Journal de l'année Édition 1968 1968Éd. 1968

Les conflits

Viêt-nam

Le processus de paix est engagé avec la conférence de Paris

Le lundi 13 mai 1968, dans la grande salle du Centre de conférence internationale de l'avenue Kléber, à Paris, Xuan Thuy, délégué nord-vietnamien, et A. Harriman, délégué américain, se serrent la main. Les conversations officielles entre la République du Viêt-nam du Nord et les États-Unis d'Amérique commencent.

Après des années de combats, de contacts plus ou moins secrets, plus ou moins directs, les deux adversaires sont réunis autour du tapis vert. Rien n'est réglé : sur le terrain, on se bat durement. Mais un processus de paix est engagé, et même si des ruptures interviennent, ni les Américains ni les Nord-Vietnamiens ne pourront nier l'existence de ce premier dialogue.

Le face-à-face des adversaires à Paris est la conséquence d'un échange subtil qui durait depuis des mois.

Xuan Thuy

Xuan Thuy, 56 ans, chef de la délégation nord-vietnamienne, allie la rigueur du militant et l'habileté du diplomate. Ancien ministre des Affaires étrangères, il est l'une des personnalités de premier plan du Viêt-nam du Nord. Xuan Thuy adhéra à 14 ans à la Ligue des jeunesses révolutionnaires créée par Hô Chi Minh. Chargé de la propagande, il fut arrêté et incarcéré à trois reprises par les autorités françaises. En prison, il va jusqu'à publier un journal clandestin. Après le déclenchement de la révolte Viêt-minh en 1945. Xuan Thuy devint le rédacteur en chef du journal Cuu Quoc (le Salut national), organe officiel du mouvement. Sa carrière diplomatique commença avant la fin de la guerre d'Indochine, quand il fut nommé secrétaire général du Comité pour la paix au Nord Viêt-nam. On le rencontre dès lors dans plusieurs conférences et congrès. Il fut notamment le vice-président de la délégation de son pays à la conférence de Genève de 1962 sur le Laos. C'est là qu'il rencontre pour la première fois Averell Harriman.

Averell Harriman

Averell Harriman, 76 ans, chef de la délégation américaine, est un vieux routier de la diplomatie. Fils de milliardaire, il s'occupa d'abord des affaires de son père (une société de chemin de fer) avant de se lancer dans la politique. Négociateur né, Harriman a servi successivement quatre présidents : Roosevelt, Truman, Kennedy et Johnson. Et chacun lui confia des tâches difficiles. En 1943, par exemple, en plein milieu de la guerre, il est nommé ambassadeur à Moscou avant de participer à toutes les grandes conférences internationales (Téhéran, Yalta, Potsdam). Harriman connaît parfaitement toutes les affaires de l'Extrême-Orient (il en était responsable sous la présidence de John Kennedy) et s'est fait toujours l'avocat de négociations pour régler la crise vietnamienne. Dès avant la conférence de Paris, il avait effectué, comme ambassadeur itinérant du président Johnson, plusieurs voyages en Afrique et en Asie, afin d'examiner les possibilités de paix.

La formule de San Antonio

En septembre 1967, le président Johnson prononçait à San Antonio, au Texas, un discours qui, par-delà l'océan, s'adressait directement aux Nord-Vietnamiens. Il définissait alors la position officielle des États-Unis concernant l'arrêt des bombardements contre le Nord, problème capital pour Hanoi. Les Américains, déclare en substance Johnson, cesseront leurs raids contre le Viêt-nam du Nord à condition que celui-ci « ne tire pas avantage » de la situation et que les négociations soient « fructueuses ».
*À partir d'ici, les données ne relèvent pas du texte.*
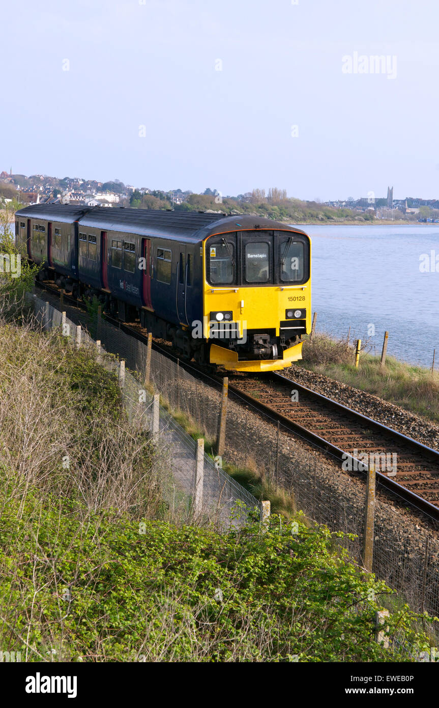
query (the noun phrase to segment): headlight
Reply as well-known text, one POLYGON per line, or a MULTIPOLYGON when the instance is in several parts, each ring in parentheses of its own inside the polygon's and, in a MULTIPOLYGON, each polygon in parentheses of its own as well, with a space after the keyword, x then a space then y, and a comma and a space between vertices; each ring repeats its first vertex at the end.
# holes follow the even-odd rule
POLYGON ((223 320, 227 321, 231 321, 233 319, 233 313, 232 310, 223 310, 222 312, 217 312, 216 310, 211 312, 209 314, 209 321, 214 322, 222 322, 223 320))
POLYGON ((306 319, 306 308, 303 309, 286 309, 286 319, 306 319))

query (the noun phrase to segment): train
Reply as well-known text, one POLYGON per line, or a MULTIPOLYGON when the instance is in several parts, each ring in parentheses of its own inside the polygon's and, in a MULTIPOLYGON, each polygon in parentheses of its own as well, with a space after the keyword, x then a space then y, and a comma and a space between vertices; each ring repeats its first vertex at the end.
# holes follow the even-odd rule
POLYGON ((140 321, 181 355, 229 371, 279 370, 310 332, 311 243, 271 219, 33 204, 16 242, 38 277, 140 321))

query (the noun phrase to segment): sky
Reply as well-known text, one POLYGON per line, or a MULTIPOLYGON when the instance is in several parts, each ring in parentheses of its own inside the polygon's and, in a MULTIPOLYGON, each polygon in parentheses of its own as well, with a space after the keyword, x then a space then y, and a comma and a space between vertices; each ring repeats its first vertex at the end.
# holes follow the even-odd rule
POLYGON ((4 4, 0 171, 437 198, 438 26, 436 0, 4 4))

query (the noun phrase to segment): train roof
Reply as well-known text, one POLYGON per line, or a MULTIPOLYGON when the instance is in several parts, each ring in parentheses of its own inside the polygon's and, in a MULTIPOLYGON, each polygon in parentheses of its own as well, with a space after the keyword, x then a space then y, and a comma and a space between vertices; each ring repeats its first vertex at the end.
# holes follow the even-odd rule
POLYGON ((28 217, 29 219, 53 219, 73 224, 89 209, 90 207, 71 207, 68 204, 30 204, 19 209, 16 213, 17 216, 28 217))
POLYGON ((273 229, 305 232, 264 217, 227 215, 211 212, 180 212, 108 207, 73 207, 64 204, 33 204, 18 216, 59 222, 79 222, 79 227, 156 236, 183 241, 201 241, 215 234, 244 229, 273 229))

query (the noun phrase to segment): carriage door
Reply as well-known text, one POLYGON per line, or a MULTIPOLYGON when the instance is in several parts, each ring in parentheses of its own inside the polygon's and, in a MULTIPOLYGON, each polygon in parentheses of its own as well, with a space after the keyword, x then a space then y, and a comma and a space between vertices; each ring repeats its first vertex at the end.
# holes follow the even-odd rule
POLYGON ((177 314, 180 324, 187 324, 186 319, 186 246, 182 244, 177 251, 177 314))
POLYGON ((141 258, 144 258, 141 270, 142 274, 142 302, 145 307, 153 309, 151 301, 151 241, 149 239, 142 239, 141 258))
POLYGON ((32 258, 32 251, 30 251, 30 219, 28 219, 28 227, 26 229, 26 245, 28 246, 28 256, 32 258))
POLYGON ((107 232, 100 232, 100 280, 103 287, 108 290, 108 274, 107 272, 108 253, 107 253, 107 232))

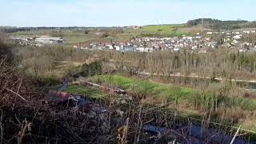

Cette formule de San Antonio est refusée par Hanoi, mais les observateurs y voient un assouplissement dans la forme, sinon dans le fond, de la position américaine. Les exigences posées par les États-Unis n'apparaissent plus aussi rigoureuses qu'auparavant.

Du conditionnel au futur

Trois mois plus tard, les Nord-Vietnamiens répondent. Le 29 décembre 1967, au cours d'une réception en l'honneur des dirigeants mongols, Nguyen Duy Trinh, ministre de la Défense, déclare en substance : « Si les Américains cessent leurs raids contre le Viêt-nam du Nord, des pourparlers s'ouvriront. » Jusque-là, Hanoi disait : « Pourraient s'ouvrir ». Ce pas, le passage du conditionnel au futur, est important. Il implique que le Viêt-nam du Nord ne pose désormais qu'une seule condition à l'ouverture de pourparlers : l'arrêt des raids américains. Il implique également que le Viêt-nam du Nord n'exige plus, comme précédemment, un arrêt définitif de ces bombardements.